Month might be a good predictor of the outcome variable.

In [None]:
data.age.hist()

plt.title('Histogram of Age')
plt.xlabel('Age')
plt.ylabel('Frequency')
plt.show()

Most of the customers of the bank in this dataset are in the age range of 30–40.

In [None]:
pd.crosstab(data.poutcome,data.y).plot(kind='bar')

plt.title('Purchase Frequency for Poutcome')
plt.xlabel('Poutcome')
plt.ylabel('Frequency of Purchase')
plt.show()

Poutcome seems to be a good predictor of the outcome variable.

## Model

### Create dummy variables

In [None]:
cat_vars = ['job','marital','education','default','housing','loan','contact','month','day_of_week','poutcome']

for var in cat_vars:
    cat_list = 'var'+'_'+var
    cat_list = pd.get_dummies(data[var], prefix=var)
    data1 = data.join(cat_list)
    data = data1
    
cat_vars = ['job','marital','education','default','housing','loan','contact','month','day_of_week','poutcome']
data_vars = data.columns.values.tolist()
to_keep = [i for i in data_vars if i not in cat_vars]

data_final = data[to_keep]
data_final.columns.values

In [None]:
data.head()

In [None]:
cols=["previous", "euribor3m", "job_blue-collar", "job_retired", "job_services", "job_student", "default_no", 
      "month_aug", "month_dec", "month_jul", "month_nov", "month_oct", "month_sep", "day_of_week_fri", "day_of_week_wed", 
      "poutcome_failure", "poutcome_nonexistent", "poutcome_success"] 

X = data_final[cols]
y = data_final.y.map(dict(yes=1, no=0))

### First Model

In [None]:
import statsmodels.api as sm
from scipy import stats
stats.chisqprob = lambda chisq, df: stats.chi2.sf(chisq, df)

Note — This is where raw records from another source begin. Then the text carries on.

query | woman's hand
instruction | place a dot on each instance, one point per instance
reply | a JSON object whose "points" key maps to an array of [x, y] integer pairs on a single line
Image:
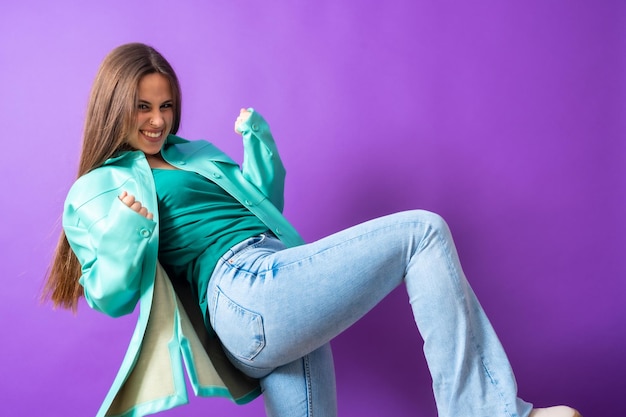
{"points": [[135, 205], [244, 115]]}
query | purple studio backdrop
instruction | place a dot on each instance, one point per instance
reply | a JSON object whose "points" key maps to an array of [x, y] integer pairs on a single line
{"points": [[508, 118]]}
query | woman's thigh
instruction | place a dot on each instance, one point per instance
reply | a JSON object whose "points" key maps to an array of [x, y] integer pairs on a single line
{"points": [[271, 305]]}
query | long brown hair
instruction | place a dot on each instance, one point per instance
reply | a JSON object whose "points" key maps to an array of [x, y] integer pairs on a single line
{"points": [[111, 116]]}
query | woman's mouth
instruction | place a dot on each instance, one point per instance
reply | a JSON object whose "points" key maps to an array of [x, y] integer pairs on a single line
{"points": [[152, 135]]}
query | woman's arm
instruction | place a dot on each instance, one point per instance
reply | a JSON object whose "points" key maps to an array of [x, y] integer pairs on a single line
{"points": [[109, 235], [261, 166]]}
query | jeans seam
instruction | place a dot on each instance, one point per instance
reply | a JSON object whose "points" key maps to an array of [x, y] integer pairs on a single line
{"points": [[309, 387]]}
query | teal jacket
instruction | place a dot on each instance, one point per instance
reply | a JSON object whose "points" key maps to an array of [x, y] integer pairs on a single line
{"points": [[118, 249]]}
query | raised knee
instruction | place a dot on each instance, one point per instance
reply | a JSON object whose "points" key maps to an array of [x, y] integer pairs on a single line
{"points": [[433, 220]]}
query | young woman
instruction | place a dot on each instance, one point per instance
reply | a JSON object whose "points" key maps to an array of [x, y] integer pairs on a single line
{"points": [[144, 194]]}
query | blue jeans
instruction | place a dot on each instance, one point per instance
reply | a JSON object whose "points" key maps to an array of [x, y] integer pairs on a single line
{"points": [[275, 309]]}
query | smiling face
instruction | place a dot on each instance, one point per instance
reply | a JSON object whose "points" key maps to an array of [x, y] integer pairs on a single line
{"points": [[155, 114]]}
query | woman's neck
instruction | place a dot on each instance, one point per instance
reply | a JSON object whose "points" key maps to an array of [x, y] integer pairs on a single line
{"points": [[157, 161]]}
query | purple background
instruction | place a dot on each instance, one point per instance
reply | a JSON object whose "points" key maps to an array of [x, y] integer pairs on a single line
{"points": [[508, 118]]}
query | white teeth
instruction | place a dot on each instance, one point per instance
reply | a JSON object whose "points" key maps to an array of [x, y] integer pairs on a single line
{"points": [[151, 134]]}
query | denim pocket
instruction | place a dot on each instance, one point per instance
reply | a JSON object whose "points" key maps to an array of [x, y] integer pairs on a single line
{"points": [[240, 330]]}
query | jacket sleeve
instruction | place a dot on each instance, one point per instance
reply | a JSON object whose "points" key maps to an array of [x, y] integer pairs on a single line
{"points": [[110, 246], [262, 166]]}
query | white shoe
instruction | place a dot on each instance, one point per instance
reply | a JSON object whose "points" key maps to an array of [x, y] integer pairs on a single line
{"points": [[558, 411]]}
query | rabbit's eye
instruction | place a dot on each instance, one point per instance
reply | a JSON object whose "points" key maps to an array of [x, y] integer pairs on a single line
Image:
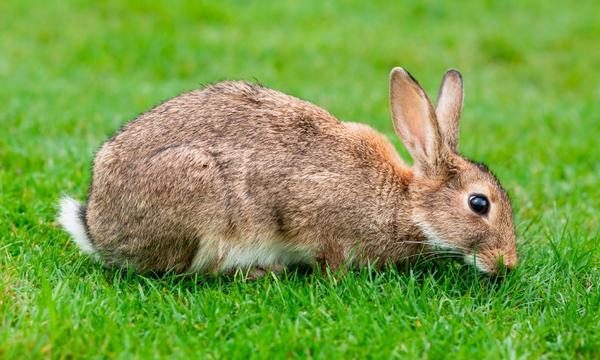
{"points": [[479, 204]]}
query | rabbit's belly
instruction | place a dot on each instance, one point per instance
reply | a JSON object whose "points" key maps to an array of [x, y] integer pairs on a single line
{"points": [[222, 255]]}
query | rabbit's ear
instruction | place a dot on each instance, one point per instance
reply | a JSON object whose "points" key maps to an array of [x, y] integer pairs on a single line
{"points": [[415, 120], [449, 107]]}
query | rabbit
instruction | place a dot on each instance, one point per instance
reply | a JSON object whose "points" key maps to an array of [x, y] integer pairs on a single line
{"points": [[239, 176]]}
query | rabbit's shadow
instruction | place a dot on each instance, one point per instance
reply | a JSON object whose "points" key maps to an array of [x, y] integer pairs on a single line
{"points": [[449, 277]]}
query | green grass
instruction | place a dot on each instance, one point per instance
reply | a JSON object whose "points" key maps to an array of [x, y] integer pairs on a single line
{"points": [[71, 72]]}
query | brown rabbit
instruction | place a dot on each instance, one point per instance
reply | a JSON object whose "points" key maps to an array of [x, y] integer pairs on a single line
{"points": [[238, 176]]}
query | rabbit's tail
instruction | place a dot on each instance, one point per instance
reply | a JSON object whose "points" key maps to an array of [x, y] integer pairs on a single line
{"points": [[72, 219]]}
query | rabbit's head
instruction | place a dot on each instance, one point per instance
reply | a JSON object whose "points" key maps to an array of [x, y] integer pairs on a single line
{"points": [[459, 205]]}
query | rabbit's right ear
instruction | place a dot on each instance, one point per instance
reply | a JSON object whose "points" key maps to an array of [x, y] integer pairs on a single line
{"points": [[449, 107], [415, 120]]}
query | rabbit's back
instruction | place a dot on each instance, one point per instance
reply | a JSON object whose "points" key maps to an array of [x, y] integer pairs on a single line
{"points": [[232, 169]]}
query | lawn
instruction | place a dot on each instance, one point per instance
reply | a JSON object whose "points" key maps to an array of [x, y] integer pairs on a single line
{"points": [[71, 72]]}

logit_model = sm.Logit(y, X)

result = logit_model.fit()

print(result.summary())

In [None]:
result.params
result.conf_int()

In [None]:
result.params

The p-values for most of the variables are smaller than 0.05, therefore, most of them are significant to the model.

In [None]:
X_train, X_test, y_train, y_test = train_test_split(X, y, test_size=0.3, random_state=0)
from sklearn.linear_model import LogisticRegression
from sklearn import metrics
logreg = LogisticRegression()
logreg.fit(X_train, y_train)

In [None]:
y_pred = logreg.predict(X_test)

In [None]:
print('Accuracy of logistic regression classifier on test set: {:.2f}'.format(logreg.score(X_test, y_test)))

In [None]:
from sklearn import model_selection
from sklearn.model_selection import cross_val_score
kfold = model_selection.KFold(n_splits=10, random_state=7)
modelCV = LogisticRegression()
scoring = 'accuracy'
results = model_selection.cross_val_score(modelCV, X_train, y_train, cv=kfold, scoring=scoring)
print("10-fold cross validation average accuracy: %.3f" % (results.mean()))

In [None]:
from sklearn.metrics import confusion_matrix
confusion_matrix = confusion_matrix(y_test, y_pred)
print(confusion_matrix)

The result is telling us that we have 10872+254 correct predictions and 1122+109 incorrect predictions.

In [None]:
print('Accuracy of logistic regression classifier on test set: {:.2f}'.format(logreg.score(X_test, y_test)))

In [None]:
from sklearn.metrics import classification_report
print(classification_report(y_test, y_pred))

Of the entire test set, 88% of the promoted term deposit were the term deposit that the customers liked. Of the entire test set, 90% of the customer's preferred term deposit were promoted.